BCSOT will seek every opportunity to participate in health planning processes to actively promote the essential services occupational therapy provides in all health care sectors, including acute, residential, community, home care and mental health services.
BCSOT will advocate for our profession to major employers and their unions to promote increased coverage for occupational therapy services in extended health plans.
BCSOT will work with the Canadian Society of Occupational Therapists (CAOT) and other organizations on common issues.
BCSOT will continue to suggest or provide materials to members to promote occupational therapy at local events. BCSOT will also provide organizational support to develop special interest groups and professional development activities to support members in their quest for excellence and to raise our profession's profile.
B. Locally
BCSOT members will encourage local employers and unions to add or improve occupational therapy coverage in extended health plans. Members will actively promote their services to ICBC adjusters, other insurance companies and third party payers to build their knowledge of our profession.

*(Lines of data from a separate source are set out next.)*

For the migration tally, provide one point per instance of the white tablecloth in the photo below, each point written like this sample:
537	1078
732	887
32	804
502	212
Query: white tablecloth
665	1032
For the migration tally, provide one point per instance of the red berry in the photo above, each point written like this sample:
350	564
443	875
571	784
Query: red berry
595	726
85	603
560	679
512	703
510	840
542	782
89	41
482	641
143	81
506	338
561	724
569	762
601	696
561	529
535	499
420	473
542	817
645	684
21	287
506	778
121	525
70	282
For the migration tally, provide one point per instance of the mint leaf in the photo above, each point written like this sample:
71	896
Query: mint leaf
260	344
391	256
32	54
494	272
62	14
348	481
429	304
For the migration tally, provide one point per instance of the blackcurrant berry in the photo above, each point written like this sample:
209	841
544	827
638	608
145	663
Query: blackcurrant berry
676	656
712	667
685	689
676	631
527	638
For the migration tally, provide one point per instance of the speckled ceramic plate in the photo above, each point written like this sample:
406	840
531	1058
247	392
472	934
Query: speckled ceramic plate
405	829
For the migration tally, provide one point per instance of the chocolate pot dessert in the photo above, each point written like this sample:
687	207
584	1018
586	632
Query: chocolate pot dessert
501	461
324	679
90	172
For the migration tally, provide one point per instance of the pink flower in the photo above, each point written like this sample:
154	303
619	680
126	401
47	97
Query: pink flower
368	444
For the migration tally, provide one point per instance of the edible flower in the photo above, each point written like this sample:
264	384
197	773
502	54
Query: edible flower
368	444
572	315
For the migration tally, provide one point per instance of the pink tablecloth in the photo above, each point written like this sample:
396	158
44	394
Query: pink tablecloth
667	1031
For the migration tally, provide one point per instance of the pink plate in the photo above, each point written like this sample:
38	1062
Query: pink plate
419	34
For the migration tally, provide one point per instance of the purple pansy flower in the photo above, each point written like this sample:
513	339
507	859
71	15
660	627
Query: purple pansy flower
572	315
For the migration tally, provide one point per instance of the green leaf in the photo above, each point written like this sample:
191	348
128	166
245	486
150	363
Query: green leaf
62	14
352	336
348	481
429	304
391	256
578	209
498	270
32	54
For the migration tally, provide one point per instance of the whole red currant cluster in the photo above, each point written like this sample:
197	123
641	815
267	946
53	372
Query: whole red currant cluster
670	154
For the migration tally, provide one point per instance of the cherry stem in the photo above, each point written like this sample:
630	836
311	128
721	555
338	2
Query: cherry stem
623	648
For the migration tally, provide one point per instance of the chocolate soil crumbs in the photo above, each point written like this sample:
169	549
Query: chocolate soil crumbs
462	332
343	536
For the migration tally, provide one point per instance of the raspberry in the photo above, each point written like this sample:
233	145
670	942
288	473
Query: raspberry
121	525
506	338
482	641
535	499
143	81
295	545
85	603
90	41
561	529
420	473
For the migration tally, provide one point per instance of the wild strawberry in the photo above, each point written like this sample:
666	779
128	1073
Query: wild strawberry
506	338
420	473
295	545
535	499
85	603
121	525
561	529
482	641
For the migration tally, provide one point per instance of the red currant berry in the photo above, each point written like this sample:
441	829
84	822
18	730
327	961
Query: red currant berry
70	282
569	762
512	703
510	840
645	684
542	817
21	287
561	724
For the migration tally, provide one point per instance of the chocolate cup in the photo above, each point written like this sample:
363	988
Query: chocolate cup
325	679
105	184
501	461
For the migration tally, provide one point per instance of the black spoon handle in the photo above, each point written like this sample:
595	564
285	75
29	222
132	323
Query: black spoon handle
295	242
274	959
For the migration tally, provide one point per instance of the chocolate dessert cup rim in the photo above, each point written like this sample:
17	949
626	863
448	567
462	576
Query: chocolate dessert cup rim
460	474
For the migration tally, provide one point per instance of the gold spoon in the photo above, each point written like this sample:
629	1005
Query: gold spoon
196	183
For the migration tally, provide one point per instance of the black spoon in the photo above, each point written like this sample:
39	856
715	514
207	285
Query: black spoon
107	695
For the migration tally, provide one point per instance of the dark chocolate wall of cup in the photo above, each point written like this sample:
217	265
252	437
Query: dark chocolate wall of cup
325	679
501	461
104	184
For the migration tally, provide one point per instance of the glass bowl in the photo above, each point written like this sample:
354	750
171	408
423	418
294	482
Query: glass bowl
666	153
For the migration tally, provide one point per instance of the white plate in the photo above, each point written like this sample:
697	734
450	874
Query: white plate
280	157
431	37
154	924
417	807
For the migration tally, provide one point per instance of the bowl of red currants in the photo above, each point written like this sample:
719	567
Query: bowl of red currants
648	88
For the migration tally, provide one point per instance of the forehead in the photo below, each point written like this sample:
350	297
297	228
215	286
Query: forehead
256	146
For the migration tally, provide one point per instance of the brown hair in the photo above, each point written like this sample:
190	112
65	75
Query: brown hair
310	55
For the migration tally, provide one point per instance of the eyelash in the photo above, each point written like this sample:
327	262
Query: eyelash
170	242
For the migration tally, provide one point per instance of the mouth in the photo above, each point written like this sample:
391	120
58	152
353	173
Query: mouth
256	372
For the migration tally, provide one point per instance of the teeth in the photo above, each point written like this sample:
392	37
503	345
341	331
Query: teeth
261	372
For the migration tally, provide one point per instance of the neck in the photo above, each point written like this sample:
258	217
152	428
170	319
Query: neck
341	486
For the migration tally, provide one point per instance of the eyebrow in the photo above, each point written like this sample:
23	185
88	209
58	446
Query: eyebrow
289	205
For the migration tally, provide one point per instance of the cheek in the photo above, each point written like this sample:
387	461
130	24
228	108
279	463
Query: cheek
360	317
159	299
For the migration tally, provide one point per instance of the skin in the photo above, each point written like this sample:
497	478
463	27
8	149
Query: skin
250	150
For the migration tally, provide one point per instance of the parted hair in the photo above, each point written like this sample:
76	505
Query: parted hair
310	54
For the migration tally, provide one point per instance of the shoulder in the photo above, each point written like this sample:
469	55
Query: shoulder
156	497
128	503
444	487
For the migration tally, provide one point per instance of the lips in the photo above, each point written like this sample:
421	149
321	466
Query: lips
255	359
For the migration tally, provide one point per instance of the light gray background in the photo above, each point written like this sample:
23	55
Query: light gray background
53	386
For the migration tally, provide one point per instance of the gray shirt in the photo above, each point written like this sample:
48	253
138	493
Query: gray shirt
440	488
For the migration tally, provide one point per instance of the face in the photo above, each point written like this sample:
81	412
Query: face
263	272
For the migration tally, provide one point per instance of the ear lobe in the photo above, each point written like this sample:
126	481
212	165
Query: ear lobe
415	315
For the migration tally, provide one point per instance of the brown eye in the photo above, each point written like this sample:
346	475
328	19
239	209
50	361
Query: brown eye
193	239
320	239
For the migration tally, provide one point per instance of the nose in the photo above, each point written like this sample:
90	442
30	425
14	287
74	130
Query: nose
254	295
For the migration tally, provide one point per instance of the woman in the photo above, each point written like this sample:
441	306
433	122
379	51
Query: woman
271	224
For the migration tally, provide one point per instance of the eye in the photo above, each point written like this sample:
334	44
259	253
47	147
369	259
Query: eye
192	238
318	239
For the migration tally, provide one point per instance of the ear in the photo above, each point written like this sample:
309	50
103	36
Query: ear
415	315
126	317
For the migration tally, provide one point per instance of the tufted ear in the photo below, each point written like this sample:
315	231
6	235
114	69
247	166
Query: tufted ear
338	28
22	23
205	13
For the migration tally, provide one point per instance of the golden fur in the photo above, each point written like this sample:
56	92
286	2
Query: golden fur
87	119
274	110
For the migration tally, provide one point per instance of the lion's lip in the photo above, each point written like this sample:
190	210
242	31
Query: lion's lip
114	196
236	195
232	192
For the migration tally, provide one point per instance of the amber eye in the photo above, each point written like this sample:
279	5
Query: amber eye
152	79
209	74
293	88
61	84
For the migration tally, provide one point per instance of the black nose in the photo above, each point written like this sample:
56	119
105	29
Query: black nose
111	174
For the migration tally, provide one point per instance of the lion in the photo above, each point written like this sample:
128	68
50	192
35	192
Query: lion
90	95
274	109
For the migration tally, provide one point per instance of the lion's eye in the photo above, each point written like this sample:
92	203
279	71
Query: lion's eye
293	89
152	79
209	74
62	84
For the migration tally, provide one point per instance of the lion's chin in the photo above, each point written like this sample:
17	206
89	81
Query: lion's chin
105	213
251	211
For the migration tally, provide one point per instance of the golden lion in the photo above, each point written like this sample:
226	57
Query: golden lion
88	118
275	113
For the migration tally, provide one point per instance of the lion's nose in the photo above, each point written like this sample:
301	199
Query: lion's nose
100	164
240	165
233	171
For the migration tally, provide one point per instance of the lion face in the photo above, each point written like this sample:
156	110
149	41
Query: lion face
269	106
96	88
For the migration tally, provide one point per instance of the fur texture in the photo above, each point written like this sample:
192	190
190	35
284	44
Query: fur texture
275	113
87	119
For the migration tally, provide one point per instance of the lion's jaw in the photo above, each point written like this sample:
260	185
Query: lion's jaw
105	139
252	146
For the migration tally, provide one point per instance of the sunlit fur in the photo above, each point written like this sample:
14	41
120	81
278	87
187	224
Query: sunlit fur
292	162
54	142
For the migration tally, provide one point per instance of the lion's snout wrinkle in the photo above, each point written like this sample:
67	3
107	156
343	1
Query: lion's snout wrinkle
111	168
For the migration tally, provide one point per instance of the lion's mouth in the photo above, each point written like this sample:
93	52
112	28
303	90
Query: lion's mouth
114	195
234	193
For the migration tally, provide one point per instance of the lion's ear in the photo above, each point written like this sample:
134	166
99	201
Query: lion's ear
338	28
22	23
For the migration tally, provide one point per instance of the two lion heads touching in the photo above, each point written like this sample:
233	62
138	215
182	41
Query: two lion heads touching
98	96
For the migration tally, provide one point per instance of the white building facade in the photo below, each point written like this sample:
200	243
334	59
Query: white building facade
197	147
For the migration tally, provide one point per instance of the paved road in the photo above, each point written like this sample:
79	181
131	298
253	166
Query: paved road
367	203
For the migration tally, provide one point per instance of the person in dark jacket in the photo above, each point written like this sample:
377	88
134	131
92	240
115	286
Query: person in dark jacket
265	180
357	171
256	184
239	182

BCSOT members will support the maintenance of local services which offer broad access to occupational therapy. Outpatient services provided by acute care or community care facilities are critical for clients who do not have private insurance or do not qualify for other publicly funded programs.
BCSOT will continue to encourage its members' involvement in the ongoing debates in their communities about the orientation and delivery of health services to the people of BC.